= Jorge Aguado =

Argentine politician (1925–2019)

Jorge Rubén Aguado (6 November 1925 – 12 July 2019) was an Argentine politician.

==Rural leadership==
As a ruralist, he stood out in the presidency of the Confederation of Rural Associations of Buenos Aires and La Pampa (Carbap) between 1974 and 1978 and then as head of the Argentine Rural Confederations (CRA), between 1978 and 1981.
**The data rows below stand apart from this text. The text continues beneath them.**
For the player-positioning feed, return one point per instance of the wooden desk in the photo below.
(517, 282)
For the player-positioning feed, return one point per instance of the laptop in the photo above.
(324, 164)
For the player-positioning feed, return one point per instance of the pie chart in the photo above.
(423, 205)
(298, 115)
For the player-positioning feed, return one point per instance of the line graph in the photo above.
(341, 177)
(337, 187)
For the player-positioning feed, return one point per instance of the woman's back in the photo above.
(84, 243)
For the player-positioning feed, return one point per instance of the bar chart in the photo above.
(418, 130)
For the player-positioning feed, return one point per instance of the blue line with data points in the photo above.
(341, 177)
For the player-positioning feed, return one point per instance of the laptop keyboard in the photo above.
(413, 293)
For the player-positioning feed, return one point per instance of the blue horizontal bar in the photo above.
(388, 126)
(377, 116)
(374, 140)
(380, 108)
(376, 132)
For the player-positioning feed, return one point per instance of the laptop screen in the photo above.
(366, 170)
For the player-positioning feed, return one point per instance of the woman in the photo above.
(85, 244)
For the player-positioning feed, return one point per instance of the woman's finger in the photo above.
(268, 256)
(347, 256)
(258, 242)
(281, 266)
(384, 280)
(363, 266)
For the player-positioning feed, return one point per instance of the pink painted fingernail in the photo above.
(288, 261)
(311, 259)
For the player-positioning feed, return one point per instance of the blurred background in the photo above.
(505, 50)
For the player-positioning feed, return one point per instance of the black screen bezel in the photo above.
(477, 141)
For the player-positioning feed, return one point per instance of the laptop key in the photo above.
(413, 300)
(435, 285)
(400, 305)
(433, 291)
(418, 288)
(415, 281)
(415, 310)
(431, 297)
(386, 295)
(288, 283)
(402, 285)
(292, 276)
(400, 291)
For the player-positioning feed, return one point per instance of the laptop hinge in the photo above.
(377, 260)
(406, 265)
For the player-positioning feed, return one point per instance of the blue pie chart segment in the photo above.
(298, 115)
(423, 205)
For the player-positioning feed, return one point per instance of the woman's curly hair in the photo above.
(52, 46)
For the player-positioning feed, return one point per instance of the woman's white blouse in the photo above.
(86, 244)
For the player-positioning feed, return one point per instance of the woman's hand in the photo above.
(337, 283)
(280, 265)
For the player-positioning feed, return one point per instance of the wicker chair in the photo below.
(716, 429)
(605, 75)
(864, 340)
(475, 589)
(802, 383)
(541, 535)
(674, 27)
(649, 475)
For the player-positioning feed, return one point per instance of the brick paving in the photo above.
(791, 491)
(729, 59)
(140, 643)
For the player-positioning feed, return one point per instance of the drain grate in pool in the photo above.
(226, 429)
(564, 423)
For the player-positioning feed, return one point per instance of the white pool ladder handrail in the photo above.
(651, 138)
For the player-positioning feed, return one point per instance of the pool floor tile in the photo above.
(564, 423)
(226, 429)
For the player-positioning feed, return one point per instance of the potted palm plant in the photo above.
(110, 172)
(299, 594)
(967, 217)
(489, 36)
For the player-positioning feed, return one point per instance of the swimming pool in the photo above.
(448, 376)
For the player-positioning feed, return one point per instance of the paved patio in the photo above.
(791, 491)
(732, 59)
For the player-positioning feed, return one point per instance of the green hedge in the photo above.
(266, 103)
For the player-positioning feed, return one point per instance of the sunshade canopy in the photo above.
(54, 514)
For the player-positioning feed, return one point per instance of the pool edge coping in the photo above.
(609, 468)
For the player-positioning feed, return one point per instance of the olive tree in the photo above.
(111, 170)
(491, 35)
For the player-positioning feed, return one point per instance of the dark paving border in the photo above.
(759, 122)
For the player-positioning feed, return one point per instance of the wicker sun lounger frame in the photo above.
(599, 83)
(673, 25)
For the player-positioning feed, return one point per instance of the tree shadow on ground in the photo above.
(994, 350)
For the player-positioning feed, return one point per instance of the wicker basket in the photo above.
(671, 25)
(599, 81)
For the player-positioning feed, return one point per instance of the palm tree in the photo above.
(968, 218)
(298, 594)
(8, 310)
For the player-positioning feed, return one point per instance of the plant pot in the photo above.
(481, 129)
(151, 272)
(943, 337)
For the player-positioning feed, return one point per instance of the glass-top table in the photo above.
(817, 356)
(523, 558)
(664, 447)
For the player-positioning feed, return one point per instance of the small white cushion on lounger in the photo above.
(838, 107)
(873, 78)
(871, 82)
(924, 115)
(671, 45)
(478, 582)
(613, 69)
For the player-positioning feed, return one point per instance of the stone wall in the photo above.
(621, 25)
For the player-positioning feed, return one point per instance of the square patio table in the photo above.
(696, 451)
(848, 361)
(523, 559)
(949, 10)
In ruralism he left a mark that lasted beyond his mandate. In a statement, Carbap recalled that Aguado "was a clear promoter of the development and training of the union leadership." And he stressed that he was a "defender of agricultural production as a pillar of the growth and development of our country." In 2007, when the entity was 75 years old, Aguado received the "Pilares de Carbap" award.
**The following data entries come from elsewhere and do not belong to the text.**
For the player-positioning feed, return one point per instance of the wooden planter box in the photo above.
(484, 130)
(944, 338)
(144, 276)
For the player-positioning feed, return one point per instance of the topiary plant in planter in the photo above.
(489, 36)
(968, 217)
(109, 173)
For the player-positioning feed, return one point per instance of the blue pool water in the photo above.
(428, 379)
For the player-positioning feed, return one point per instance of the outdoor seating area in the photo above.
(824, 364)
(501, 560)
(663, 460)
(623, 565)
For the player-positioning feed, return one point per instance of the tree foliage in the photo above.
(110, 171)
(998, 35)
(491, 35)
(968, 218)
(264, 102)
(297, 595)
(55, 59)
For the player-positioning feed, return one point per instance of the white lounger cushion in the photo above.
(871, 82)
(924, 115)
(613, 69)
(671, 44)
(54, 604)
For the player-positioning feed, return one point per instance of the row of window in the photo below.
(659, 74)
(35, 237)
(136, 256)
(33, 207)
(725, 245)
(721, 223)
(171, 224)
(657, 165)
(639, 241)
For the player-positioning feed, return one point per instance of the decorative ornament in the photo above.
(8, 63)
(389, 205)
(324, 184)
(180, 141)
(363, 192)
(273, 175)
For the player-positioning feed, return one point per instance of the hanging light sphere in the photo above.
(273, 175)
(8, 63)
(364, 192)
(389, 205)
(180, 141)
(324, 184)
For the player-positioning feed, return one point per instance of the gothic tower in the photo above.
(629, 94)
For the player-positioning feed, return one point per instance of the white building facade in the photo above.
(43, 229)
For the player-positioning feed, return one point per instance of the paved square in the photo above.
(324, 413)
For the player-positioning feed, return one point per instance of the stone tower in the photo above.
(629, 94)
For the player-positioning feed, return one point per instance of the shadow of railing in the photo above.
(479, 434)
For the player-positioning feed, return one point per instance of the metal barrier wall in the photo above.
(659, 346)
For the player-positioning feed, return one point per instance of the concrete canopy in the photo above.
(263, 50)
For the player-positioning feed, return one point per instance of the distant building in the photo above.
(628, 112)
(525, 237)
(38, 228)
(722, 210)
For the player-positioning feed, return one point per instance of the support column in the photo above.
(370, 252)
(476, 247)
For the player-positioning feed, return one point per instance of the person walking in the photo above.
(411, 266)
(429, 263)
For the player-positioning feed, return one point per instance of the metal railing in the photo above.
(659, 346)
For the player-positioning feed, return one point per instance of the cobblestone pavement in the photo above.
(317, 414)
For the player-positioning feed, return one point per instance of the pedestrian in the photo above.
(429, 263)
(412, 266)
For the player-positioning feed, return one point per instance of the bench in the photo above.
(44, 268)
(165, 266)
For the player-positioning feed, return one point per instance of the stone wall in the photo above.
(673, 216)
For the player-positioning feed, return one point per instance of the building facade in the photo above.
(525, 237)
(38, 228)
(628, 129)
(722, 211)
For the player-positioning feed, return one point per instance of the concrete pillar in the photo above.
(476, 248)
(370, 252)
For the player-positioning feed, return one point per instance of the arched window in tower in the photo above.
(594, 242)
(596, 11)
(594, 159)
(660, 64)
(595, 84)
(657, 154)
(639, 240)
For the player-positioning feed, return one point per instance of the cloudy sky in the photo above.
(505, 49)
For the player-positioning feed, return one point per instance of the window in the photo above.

Rural leaders recall that Aguado was the driving force behind Carbap's refusal to subscribe to the price control policy set by José Ber Gelbard, Juan Perón's Minister of Economy, in 1974. "Principles are not negotiable", was the A phase repeated by Aguado and transmitted to the agricultural producers who were starting out in the business union activity.
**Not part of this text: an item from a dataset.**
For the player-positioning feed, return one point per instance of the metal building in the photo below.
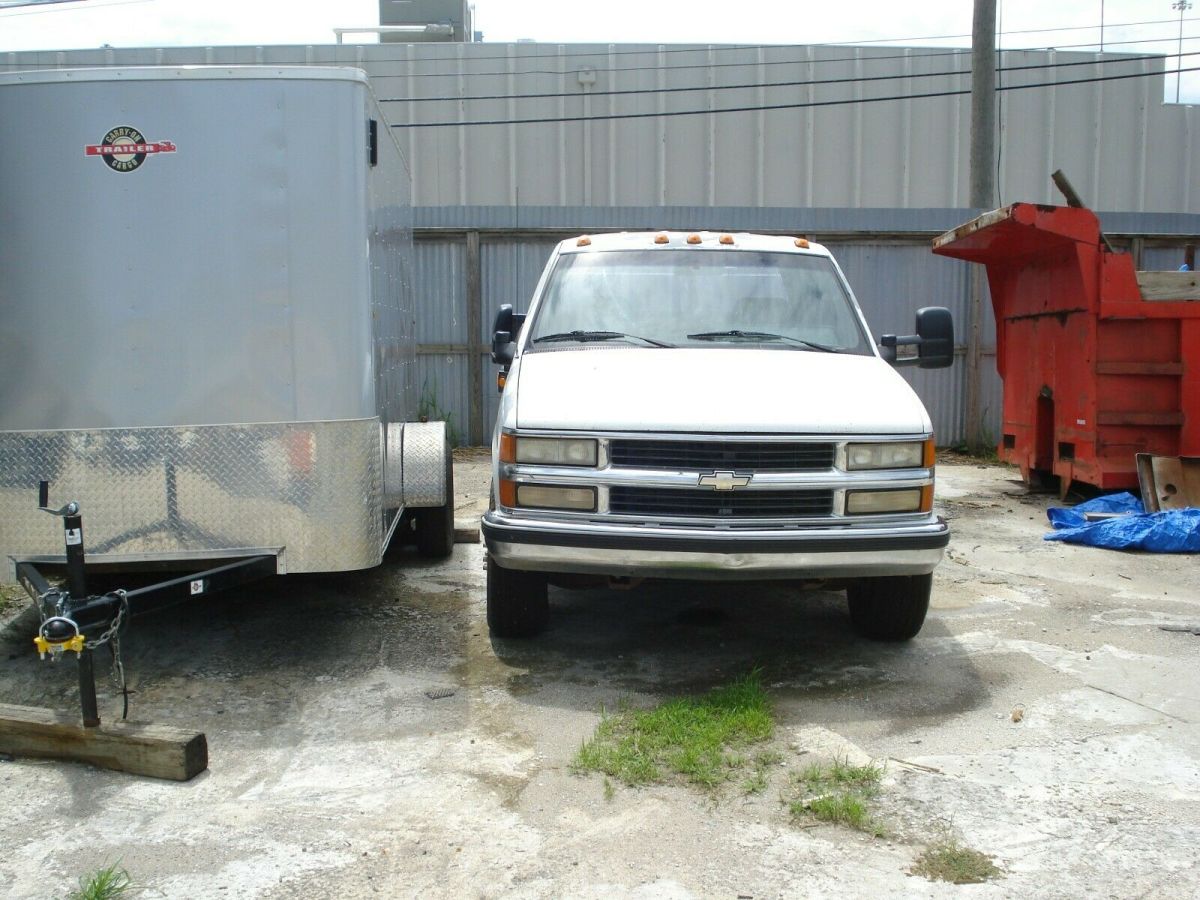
(867, 149)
==National Reorganization Process==
From the Argentine Rural Confederations he was summoned to assume as Minister of Agriculture and Livestock by the de facto president Roberto Eduardo Viola. After a brief administration, Aguado served as Governor of Buenos Aires Province until December 1983 in the last section of the military government.

==Politics==
As a political leader, Aguado was a National Deputy for the Union of the Democratic Center for the Buenos Aires Province between 1989 and 1993. From that space, he vigorously defended the principles of free trade and private initiative.

==Private sector==
In private activity, in the 1990s, he held the vice-presidency of the Socma group, run by Francisco Macri. Among his responsibilities was the ownership of the Correo Argentino.

==After==
Aguado died on 12 July 2019, in Buenos Aires at the age of 93. His remains were interred in the Pilar Memorial.